Дарована покачала головой. Она помнила, что прошлым летом к ним в Глиногор приезжал молодой князь западных рарогов, помнила его остроносое красивое лицо, русые кудри и холодные зеленые глаза. Он посватался к ней, потому что только княжескую дочь считал достойной невестой для себя, а она к тому же имела рыжие волосы, что у рарогов считается знаком любви богов. И она согласилась: всякая девушка должна в свой срок стать женой и матерью, как цветок становится ягодой, чтобы не пропасть бесполезно. А ей ведь уже шел двадцать второй год, и Дарована грустила, тосковала, зная, что нарушает, хоть и не по своей вине, закон Макоши. И раз уж она родилась княжной и выбирать может из немногих, то князь Боримир Огнегорский – совсем не хуже других. Он не слишком добр и сердечен, но если не любовью, то почетом и уважением в его доме она будет окружена так, как этого требует ее высокий род.
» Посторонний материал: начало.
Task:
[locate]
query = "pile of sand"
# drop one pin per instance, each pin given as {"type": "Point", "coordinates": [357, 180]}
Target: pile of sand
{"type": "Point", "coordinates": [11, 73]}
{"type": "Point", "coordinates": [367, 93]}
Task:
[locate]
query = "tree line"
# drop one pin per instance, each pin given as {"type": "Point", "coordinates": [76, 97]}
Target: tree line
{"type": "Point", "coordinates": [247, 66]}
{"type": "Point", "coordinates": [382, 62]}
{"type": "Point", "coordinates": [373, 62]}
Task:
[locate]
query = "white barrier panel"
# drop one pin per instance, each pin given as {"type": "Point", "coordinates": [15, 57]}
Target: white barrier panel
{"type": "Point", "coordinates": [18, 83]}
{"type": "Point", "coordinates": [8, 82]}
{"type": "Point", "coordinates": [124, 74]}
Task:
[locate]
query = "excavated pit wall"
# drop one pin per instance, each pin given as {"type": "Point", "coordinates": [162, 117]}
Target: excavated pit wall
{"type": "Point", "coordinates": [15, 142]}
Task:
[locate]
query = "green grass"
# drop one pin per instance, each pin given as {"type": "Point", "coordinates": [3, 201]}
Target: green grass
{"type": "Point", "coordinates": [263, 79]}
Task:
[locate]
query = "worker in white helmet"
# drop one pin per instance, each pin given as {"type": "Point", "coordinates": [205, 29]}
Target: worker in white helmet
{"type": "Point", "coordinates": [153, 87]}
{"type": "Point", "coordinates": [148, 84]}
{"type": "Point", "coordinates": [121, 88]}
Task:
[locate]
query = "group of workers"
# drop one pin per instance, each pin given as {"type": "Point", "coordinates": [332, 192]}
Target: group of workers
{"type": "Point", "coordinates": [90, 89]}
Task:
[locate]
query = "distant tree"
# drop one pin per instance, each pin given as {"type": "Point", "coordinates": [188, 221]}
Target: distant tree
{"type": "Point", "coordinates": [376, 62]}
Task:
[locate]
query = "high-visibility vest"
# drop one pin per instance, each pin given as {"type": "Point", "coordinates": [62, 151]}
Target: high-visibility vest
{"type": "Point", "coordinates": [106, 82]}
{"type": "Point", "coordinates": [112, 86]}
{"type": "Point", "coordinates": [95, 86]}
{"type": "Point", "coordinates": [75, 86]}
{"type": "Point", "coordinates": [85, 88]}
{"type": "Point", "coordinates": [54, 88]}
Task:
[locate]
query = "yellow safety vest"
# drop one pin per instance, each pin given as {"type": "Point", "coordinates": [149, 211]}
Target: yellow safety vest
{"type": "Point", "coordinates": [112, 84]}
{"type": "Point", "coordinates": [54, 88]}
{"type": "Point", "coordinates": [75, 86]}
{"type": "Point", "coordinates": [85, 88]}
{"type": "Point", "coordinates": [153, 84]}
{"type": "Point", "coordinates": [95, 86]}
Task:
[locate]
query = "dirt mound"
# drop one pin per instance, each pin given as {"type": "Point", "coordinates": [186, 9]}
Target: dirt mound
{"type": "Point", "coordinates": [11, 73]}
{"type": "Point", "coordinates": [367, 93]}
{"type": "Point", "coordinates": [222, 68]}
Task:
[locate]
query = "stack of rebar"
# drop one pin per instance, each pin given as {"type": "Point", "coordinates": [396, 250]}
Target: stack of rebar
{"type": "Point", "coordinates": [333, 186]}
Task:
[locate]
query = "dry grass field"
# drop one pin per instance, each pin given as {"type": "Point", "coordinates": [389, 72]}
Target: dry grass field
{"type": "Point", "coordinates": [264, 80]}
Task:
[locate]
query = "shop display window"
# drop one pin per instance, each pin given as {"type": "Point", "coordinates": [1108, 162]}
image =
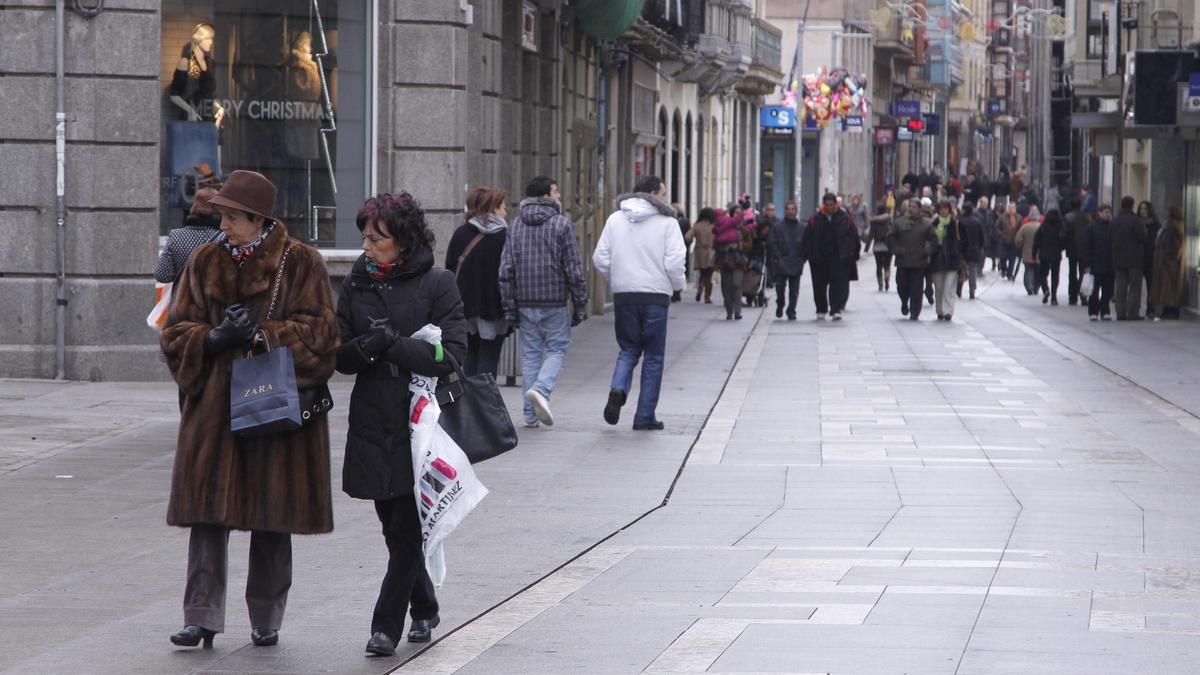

Свадьба была назначена на весну – по обычаю рарожских земель, который предписывает играть свадьбы, особенно княжеские, в день Возвращения Рарога, огненного сокола, то есть в Медвежий велик день. Но весна не пришла, и невеста не поехала к жениху. И сейчас, в воспоминаниях, князь Боримир казался Дароване такой бледной тенью, что почти не верилось, что он есть на свете. И думать о нем совсем не хотелось.

Теперь отъезд был решен. Погода стояла тихая, лишь изредка, в основном ночью, принимался идти мелкий снег, и уже через два-три дня обоз из Глиногора готов был двигаться дальше, вверх по Истиру. Снегом засыпало огромный угольный круг на месте Встрешниковой засеки, и велишинцы надеялись, что пережитый страх навсегда ушел в прошлое. Кузнец Досужа, которого Громобой раза два ходил проведать, хотя ночевал теперь на воеводском дворе, вздыхал о пропавшем ни за что молотобойце, но тоже приободрился: может, теперь, когда дорога свободна, найдутся покупатели если не на серпы и лемехи, то хотя бы на топоры.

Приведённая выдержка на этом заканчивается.